Max Records (what a Jonzeish name!) quite correctly injects as much venom as charm into his performance as the peevish hero, and the opening act suggests that the director could one day shed the post-modern paraphernalia and offer us a worthwhile naturalistic drama.
Problems begin, however, when Max finds a boat and sails across oceans to, well, where the wild things are. Passing from reality to fantasy in a seamless, perfunctory instant, the boy seems only mildly surprised to encounter an island populated by squabbling relatives of Harry the Monster from Sesame Street.
Leaning more towards puppetry and furry costumes than computergenerated imagery, the filmmakers have certainly created an environment worth looking at. In this land, the sun never seems to rise more than a thumb’s width above the horizon and, as a result, solar flares constantly excite the unblinking lens. Less tropical and more Transylvanian than the forests of Sendak’s illustrations, the vegetation seems rooted in the compost of pre-adolescent angst.
What a shame, then, that the wild things’ society is so deathly uninteresting. Adapting a very short wad of text (indeed, it comprises significantly fewer words than this review), Dave Eggers, publisher to the hipperati, has attempted to flesh out the inhuman characters with various jealousies,
insecurities and neuroses.
As a result, what was once a powerful metaphor for hidden forces within the everyday world has now become simply another version – hairier, but only mildly scarier – of the everyday world. Slightly mumbly, proudly introverted, the wild things seem like the sort of creatures who might hang around Jonze’s loft listening to Animal Collective on a Sunday afternoon.
Indeed, the long middle section of Where the Wild Things Are stands as a practical demonstration of the faux-insouciant arrogance that characterises too much art from (a now aging) Generation X. The creatures squabble, but they’re too cool to indulge in anything as amusing as slapstick. The story mopes around a great deal but, distracted by its new Japanese sneakers, it can’t be bothered to maintain any kind of worthwhile order.

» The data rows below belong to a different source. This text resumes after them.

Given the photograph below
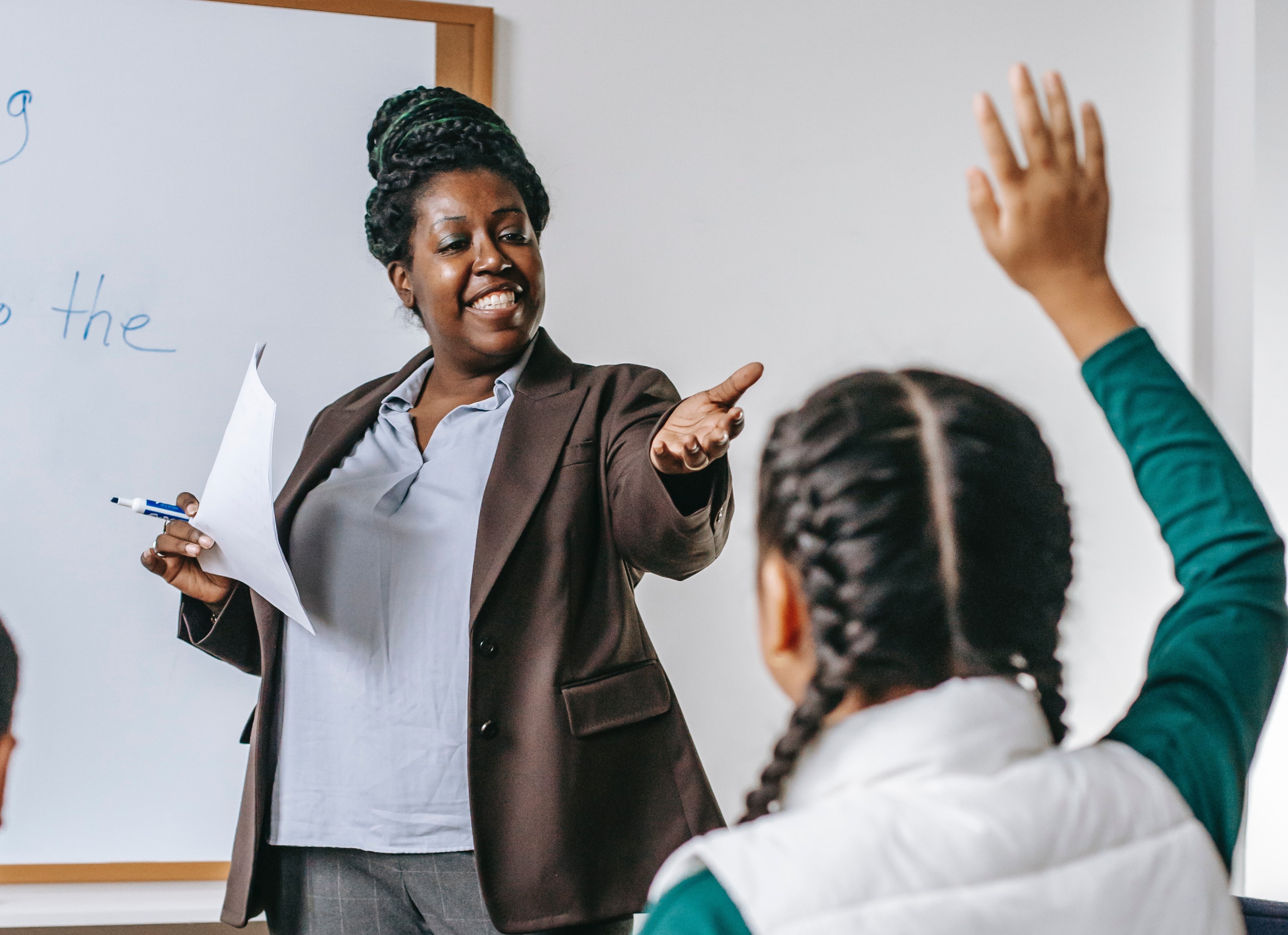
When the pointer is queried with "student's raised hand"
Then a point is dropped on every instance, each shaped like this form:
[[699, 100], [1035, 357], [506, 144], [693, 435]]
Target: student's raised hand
[[1048, 222], [173, 557], [700, 429]]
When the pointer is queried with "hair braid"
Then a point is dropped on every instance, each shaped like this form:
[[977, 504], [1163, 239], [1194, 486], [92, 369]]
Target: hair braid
[[423, 133], [932, 536]]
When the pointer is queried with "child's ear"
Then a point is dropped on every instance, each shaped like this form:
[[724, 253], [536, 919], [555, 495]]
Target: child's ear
[[785, 636]]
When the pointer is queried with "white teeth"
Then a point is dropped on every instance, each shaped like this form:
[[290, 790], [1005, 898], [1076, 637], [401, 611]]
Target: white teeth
[[494, 300]]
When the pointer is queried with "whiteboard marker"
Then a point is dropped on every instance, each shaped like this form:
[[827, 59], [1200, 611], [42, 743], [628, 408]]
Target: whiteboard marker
[[151, 508]]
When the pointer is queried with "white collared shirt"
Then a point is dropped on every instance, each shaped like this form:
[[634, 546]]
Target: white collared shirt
[[374, 714]]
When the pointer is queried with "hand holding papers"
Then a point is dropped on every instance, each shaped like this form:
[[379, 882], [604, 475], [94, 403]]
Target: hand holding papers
[[238, 505]]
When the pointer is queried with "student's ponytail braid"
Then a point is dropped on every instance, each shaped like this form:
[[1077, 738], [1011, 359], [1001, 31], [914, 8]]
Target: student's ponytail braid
[[932, 538]]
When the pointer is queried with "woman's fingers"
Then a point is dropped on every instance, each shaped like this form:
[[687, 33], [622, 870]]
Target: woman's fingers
[[983, 205], [739, 383], [175, 545], [152, 562], [1035, 132], [179, 530], [1062, 122], [1094, 141], [999, 147]]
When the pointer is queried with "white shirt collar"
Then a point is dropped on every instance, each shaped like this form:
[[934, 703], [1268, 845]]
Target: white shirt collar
[[406, 395], [963, 726]]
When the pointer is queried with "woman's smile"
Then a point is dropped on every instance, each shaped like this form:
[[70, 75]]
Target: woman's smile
[[498, 302]]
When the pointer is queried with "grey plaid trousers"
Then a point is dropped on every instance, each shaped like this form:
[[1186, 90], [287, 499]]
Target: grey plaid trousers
[[345, 892]]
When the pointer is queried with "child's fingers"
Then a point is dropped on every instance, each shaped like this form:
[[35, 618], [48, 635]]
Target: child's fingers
[[999, 147], [1035, 133], [1094, 164], [1062, 123], [983, 205]]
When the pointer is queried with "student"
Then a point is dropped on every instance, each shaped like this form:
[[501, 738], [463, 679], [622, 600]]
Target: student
[[8, 692], [915, 557]]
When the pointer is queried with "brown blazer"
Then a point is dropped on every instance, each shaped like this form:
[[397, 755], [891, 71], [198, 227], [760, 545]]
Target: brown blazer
[[583, 773]]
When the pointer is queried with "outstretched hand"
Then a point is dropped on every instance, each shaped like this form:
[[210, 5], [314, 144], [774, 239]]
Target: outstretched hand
[[1049, 222], [703, 427]]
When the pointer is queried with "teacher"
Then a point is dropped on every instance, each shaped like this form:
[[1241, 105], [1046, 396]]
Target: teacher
[[480, 737]]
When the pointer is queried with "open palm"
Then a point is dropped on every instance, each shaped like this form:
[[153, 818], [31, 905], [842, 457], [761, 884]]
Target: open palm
[[703, 427]]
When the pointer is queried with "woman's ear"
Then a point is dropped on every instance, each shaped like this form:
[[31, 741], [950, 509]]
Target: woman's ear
[[401, 279], [786, 640]]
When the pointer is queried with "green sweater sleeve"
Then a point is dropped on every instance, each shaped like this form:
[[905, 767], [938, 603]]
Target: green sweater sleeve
[[1218, 652], [697, 906]]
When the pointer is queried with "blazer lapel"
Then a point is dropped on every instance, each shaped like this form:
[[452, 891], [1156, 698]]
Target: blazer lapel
[[337, 432], [536, 429]]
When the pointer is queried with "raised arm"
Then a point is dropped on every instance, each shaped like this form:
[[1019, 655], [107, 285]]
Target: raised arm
[[1218, 654]]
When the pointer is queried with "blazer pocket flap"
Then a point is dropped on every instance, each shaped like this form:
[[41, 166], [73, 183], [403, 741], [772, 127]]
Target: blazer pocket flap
[[617, 700], [580, 452]]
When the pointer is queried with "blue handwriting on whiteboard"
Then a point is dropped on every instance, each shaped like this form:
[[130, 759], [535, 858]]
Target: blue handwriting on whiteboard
[[131, 325], [17, 107]]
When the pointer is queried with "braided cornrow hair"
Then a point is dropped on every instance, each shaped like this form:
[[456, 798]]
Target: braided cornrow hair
[[427, 132], [932, 536]]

And then there’s the muchvaunted soundtrack by indie-Streisand Karen O and various other self-important slugabeds. A large part of this gang’s pose involves a pretence towards not caring, but the film seems so madly proud of its achingly withdrawn music – nursery-rhyme warbles combined with camp-fire strumming – that it fails to notice how uncomfortably the melodies sit with the action.
Ultimately, though it has its moments, Where the Wild Things
Are feels like an entertainment made by Brooklyn-friendly hipsters for Brooklyn-friendly hipsters. Mr Jonze, Mr Eggers and Ms O have done good work in the past and will do so again. But, just for tonight, they deserve to be sent to bed without any supper.